A gramática do vestir

No famoso encontro em que Trump e Zelensky se encontraram há alguns meses, a anedota não era apenas política. Era também sobre a maneira como o faziam. Trump, segundo várias fontes, solicitou especificamente que o presidente ucraniano chegasse de paletó e gravata. Ele não recebeu. Seu homólogo apareceu com seu traje de campanha característico: um suéter militar e calças escuras. Trump estava visivelmente chateado: fez um comentário depreciativo, e o encontro teve um início conturbado. Esta semana, na segunda cúpula, algo mudou. Zelensky apareceu com um terno especialmente desenhado para a ocasião, com uma estética mais diplomática. Trump, desta vez, o elogiou.
Pode parecer anedótico, mas não é. Qualquer pessoa que tenha trabalhado em gestão ou negociado situações complexas sabe que os códigos de vestimenta importam. Não são uma questão de superficialidade, mas de contexto, adequação e mensagem. Quando comecei a trabalhar, na década de 1990, era impensável para alguém com um certo nível de responsabilidade não usar terno e gravata.
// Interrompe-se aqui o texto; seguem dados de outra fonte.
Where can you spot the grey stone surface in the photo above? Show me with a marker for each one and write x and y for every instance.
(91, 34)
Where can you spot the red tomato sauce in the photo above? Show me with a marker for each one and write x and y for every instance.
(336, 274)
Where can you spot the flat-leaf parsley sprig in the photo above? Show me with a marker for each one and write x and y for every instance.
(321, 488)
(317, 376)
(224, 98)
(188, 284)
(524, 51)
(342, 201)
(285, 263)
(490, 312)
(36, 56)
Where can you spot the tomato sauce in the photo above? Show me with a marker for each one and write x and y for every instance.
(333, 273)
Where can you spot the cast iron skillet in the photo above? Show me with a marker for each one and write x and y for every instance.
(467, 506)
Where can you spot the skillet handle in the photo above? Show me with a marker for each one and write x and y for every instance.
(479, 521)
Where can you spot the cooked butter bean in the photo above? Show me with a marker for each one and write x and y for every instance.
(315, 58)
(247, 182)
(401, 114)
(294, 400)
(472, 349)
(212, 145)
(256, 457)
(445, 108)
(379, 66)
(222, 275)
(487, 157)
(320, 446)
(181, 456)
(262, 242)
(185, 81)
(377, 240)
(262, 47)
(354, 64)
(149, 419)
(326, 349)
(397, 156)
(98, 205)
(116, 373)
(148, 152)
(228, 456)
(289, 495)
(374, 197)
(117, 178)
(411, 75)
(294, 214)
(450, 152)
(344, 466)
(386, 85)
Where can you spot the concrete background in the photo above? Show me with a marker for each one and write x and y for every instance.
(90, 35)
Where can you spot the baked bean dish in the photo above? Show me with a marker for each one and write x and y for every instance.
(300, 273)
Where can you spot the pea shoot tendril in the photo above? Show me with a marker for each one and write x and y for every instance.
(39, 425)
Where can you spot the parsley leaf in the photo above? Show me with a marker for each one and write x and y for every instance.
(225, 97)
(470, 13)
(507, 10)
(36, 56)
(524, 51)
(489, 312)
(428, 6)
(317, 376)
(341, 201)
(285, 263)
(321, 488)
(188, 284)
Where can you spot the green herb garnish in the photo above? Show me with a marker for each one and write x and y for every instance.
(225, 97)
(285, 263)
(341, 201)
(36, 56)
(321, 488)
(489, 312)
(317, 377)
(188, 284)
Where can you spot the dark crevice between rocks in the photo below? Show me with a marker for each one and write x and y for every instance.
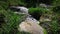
(2, 21)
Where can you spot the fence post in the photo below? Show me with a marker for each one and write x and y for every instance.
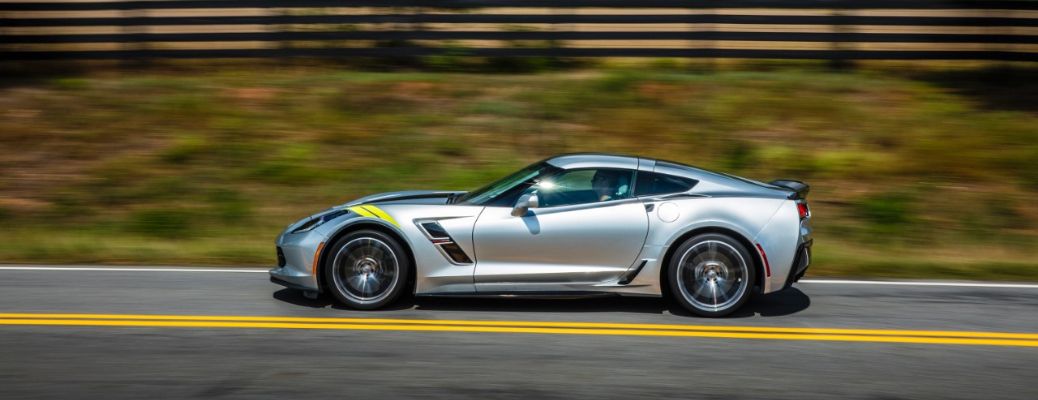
(137, 41)
(837, 60)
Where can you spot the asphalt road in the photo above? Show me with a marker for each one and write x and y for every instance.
(71, 361)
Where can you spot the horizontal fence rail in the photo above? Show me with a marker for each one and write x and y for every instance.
(793, 29)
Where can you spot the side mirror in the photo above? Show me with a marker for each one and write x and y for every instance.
(525, 203)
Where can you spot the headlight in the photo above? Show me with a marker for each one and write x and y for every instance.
(318, 220)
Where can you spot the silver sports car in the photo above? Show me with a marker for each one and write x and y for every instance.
(570, 225)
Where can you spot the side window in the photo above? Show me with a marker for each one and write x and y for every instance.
(654, 184)
(582, 186)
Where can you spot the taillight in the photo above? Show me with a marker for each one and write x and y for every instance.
(801, 208)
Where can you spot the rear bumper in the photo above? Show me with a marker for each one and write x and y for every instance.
(800, 263)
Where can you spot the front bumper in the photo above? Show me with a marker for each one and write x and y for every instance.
(297, 257)
(291, 280)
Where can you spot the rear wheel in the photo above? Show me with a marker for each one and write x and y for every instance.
(366, 269)
(711, 274)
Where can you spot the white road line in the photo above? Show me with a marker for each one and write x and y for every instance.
(916, 283)
(253, 270)
(130, 269)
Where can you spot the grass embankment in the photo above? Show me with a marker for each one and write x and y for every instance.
(910, 177)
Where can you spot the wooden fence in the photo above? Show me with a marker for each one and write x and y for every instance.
(790, 29)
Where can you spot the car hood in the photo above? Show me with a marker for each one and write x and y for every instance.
(407, 196)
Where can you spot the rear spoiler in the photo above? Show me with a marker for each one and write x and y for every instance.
(800, 189)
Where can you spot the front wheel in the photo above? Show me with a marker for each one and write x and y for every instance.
(711, 274)
(365, 269)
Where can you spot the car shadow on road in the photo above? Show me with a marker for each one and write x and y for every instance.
(789, 301)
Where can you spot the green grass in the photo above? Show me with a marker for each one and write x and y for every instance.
(910, 177)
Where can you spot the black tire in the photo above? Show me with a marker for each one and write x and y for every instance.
(365, 269)
(711, 274)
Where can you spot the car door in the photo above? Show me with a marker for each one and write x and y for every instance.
(575, 237)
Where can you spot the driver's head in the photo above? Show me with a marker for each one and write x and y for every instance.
(605, 183)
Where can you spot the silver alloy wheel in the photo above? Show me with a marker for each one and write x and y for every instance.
(365, 270)
(712, 275)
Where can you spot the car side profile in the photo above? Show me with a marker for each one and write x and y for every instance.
(579, 224)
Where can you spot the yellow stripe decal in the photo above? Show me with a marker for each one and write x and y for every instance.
(381, 214)
(673, 330)
(362, 212)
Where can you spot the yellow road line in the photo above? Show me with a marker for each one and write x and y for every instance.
(503, 329)
(882, 336)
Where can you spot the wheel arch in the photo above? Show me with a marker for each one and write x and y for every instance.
(374, 225)
(758, 264)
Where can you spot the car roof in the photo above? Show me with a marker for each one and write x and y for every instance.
(594, 160)
(709, 181)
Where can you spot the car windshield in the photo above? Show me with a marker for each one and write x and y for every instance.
(504, 185)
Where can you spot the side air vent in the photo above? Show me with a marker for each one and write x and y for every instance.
(436, 234)
(435, 231)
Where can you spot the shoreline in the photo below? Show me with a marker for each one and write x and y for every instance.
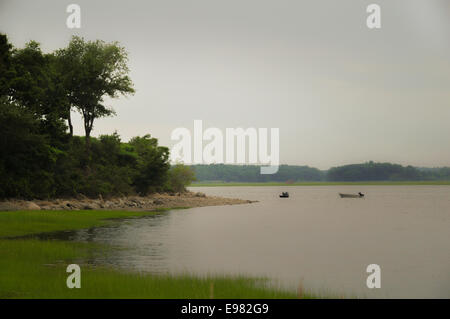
(373, 183)
(127, 203)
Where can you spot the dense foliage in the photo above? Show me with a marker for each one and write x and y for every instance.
(348, 173)
(40, 157)
(251, 173)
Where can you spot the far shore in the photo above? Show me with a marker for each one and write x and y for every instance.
(368, 183)
(129, 203)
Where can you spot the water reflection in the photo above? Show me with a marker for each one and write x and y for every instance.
(314, 237)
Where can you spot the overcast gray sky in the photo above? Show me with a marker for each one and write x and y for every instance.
(339, 92)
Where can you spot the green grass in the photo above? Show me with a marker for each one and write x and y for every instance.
(31, 268)
(37, 269)
(388, 183)
(20, 223)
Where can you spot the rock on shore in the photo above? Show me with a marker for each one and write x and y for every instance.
(151, 202)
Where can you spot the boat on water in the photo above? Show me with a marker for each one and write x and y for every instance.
(359, 195)
(284, 195)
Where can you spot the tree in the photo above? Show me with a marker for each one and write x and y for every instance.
(179, 177)
(94, 70)
(5, 64)
(152, 164)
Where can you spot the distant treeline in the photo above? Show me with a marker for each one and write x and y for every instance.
(369, 171)
(39, 155)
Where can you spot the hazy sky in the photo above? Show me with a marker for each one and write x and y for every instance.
(339, 92)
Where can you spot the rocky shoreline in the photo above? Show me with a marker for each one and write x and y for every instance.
(151, 202)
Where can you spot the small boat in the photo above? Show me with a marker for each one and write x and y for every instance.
(284, 195)
(359, 195)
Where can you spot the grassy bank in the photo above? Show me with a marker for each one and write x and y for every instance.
(387, 183)
(20, 223)
(37, 269)
(32, 268)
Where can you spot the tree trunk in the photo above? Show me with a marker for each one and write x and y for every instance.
(69, 122)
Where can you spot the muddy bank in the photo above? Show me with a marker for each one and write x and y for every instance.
(154, 201)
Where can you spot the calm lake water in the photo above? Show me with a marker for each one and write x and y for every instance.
(314, 237)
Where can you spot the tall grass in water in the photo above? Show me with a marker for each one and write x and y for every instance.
(37, 269)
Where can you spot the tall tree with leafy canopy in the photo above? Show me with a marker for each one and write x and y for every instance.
(93, 71)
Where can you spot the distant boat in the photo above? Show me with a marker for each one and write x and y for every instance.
(284, 195)
(359, 195)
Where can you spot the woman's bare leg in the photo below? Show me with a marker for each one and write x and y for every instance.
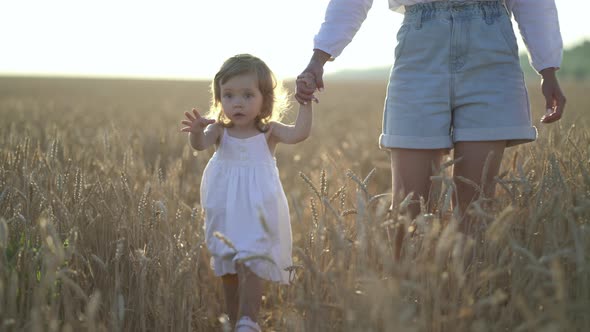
(471, 166)
(232, 296)
(251, 287)
(410, 172)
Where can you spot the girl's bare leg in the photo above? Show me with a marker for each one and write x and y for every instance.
(250, 292)
(471, 166)
(232, 296)
(410, 172)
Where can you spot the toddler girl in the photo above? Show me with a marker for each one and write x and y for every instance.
(247, 223)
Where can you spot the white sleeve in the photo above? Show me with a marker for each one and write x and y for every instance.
(539, 27)
(342, 21)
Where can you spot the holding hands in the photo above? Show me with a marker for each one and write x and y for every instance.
(195, 123)
(306, 82)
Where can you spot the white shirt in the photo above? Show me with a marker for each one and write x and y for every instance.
(537, 21)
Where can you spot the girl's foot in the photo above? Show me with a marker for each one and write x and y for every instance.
(245, 324)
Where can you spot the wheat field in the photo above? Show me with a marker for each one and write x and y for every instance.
(100, 227)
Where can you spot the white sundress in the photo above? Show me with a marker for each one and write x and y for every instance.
(243, 199)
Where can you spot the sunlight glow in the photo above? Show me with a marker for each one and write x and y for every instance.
(190, 39)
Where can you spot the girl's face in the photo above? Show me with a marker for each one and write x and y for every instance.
(241, 100)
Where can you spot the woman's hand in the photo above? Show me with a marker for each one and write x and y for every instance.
(554, 98)
(304, 92)
(195, 123)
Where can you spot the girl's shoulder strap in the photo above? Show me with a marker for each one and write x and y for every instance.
(268, 133)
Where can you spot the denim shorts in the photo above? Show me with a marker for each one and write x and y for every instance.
(456, 77)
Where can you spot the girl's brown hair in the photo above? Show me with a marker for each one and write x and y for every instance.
(274, 102)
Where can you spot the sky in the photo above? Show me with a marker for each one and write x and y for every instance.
(190, 39)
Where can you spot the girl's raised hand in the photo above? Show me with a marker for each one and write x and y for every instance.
(195, 123)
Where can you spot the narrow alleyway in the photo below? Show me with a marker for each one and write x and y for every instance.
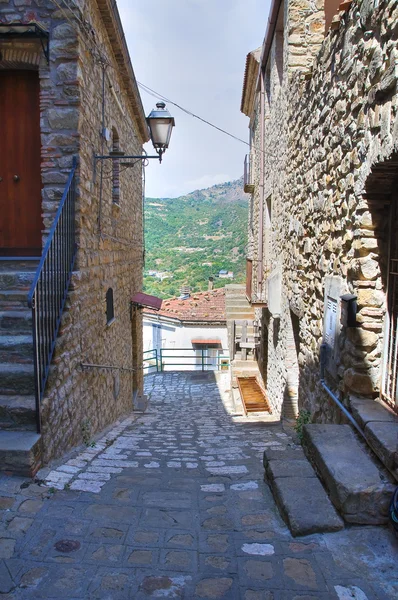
(178, 509)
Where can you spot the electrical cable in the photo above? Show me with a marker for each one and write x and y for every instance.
(155, 94)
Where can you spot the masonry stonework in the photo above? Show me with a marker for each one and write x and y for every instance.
(87, 87)
(330, 137)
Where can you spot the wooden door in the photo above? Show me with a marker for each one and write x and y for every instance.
(249, 279)
(20, 177)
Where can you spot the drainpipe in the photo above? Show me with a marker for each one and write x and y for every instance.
(323, 358)
(261, 207)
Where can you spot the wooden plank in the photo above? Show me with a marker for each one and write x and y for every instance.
(253, 397)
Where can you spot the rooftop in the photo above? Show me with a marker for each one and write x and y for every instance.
(201, 307)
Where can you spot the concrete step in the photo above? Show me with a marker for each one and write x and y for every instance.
(16, 379)
(16, 280)
(380, 426)
(18, 412)
(27, 264)
(13, 300)
(15, 322)
(20, 452)
(356, 486)
(16, 348)
(240, 316)
(298, 493)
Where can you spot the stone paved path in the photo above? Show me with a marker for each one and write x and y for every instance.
(177, 508)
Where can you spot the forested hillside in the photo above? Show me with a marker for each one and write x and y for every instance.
(190, 238)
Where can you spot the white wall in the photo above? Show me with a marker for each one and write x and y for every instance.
(162, 333)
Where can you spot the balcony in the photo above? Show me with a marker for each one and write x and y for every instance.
(248, 184)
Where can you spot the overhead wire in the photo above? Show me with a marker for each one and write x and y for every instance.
(155, 94)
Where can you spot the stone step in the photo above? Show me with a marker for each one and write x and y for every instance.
(15, 322)
(380, 426)
(356, 486)
(16, 280)
(13, 300)
(298, 493)
(244, 364)
(17, 379)
(240, 316)
(19, 264)
(20, 452)
(16, 348)
(18, 412)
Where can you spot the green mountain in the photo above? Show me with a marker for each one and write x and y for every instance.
(191, 238)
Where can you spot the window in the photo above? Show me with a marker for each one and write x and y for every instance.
(110, 311)
(115, 168)
(331, 9)
(389, 388)
(279, 46)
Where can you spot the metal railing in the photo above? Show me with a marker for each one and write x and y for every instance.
(49, 290)
(192, 359)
Lembro-me de uma vez, num verão, em que encontrei um ex-executivo da empresa onde eu trabalhava, num avião. Ele me viu sem gravata e perguntou com um meio sorriso: "Você está bem? Só vejo que está sem camisa". Esse executivo dava o nó na gravata todas as manhãs há quarenta anos na profissão. A era de usar terno sem gravata estava apenas começando. Depois que a gravata foi abolida, surgiram as camisas para fora da calça. Mais tarde, as calças chino. O termo "casual" se popularizou. E, finalmente, os tênis. Hoje, em alguns setores, até mesmo os funcionários de mais alto escalão participam de reuniões com uma informalidade impensável há apenas 20 anos.
Não estou escrevendo esta coluna para exigir a volta do terno e da gravata. Não se trata de nostalgia ou de manter uma estética ultrapassada. Trata-se de lembrar que, assim como existem regras de cortesia à mesa de jantar, ou certos códigos na linguagem verbal e corporal, também existe uma gramática do vestuário. E que essa gramática, mesmo em evolução, continua a ter um valor simbólico muito claro. Assim como Ussía com seu Tratado de Boas Maneiras , existem livros sobre a arte de se vestir bem e as regras de etiqueta e protocolo que muitos profissionais deveriam conhecer. É claro que os CEOs de tecnologia impõem códigos que são a antítese da etiqueta e, como suas empresas são supervaliosas, todos nós temos que imitar seu mau gosto, para ver se parte de seus lucros nos contagia.
A vestimenta transmite respeito, preparação e prontidão. Em uma negociação, uma reunião importante ou uma aparição pública, a vestimenta não é neutra. É uma forma de reconhecer o contexto em que se está atuando. Portanto, manter certos padrões, ainda que adaptados à época e ao setor, é importante. Vestir-se adequadamente não é uma imposição estética. É uma forma de interpretar bem o contexto, o que geralmente permite uma melhor gestão.